I tracked the site down and it belongs to a company called Sun Microsystems.
This sounds too good to be true, especially since Microsoft no longer offers their MS Office with new computers. What makes it more suspicious is that it appeared on my desktop for no reason that I can think of.
I appreciate your advice on the matter. – George C.
A: OpenOffice is a Microsoft Office compatible suite of applications. OpenOffice is part of the open-source movement, and they do offer their substitute programs free of charge. (I wrote about it in June of last year: savannahnow.com/node/300306.)
The obvious upside is that it’s free.
I’m sure all those hard-working coders could use a donation. Considering the deal you’re getting, for Microsoft Office runs around $300, I’d say a small donation is reasonable.

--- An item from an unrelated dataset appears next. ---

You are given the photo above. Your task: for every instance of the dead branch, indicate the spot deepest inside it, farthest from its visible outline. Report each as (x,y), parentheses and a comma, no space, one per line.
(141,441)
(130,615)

The downside is that the program can be unpredictable or might be missing functions you’re used to having with the full Office suite. This is the reason most businesses don’t make this switch, but I think it’s a fine program for the home user.
For Macintosh users, there’s also NeoOffice which is the same idea for the other platform.
Regarding the icon on your desktop, I do have an idea on how that may have happened.
It’s really easy if you’re viewing a Web page to drag a link onto your desktop and create an icon. I’ve done it plenty of times and it can be so quick that you don’t even notice it.
My guess is you were on a perfectly legitimate Web site that had an advertisement about OpenOffice in the sidebar. While surfing, you may have accidentally clicked and dragged the link to the Web page onto your desktop.
Basically, you made a shortcut to the OpenOffice Web site on your desktop.
The movement behind OpenOffice and similar open-source programs would never use shady business practices to promote their product. They are the revolution and the revolution doesn’t use deceptive marketing practices.
Go ahead and give OpenOffice a try, you might like it and save a few dollars to put toward your next computer.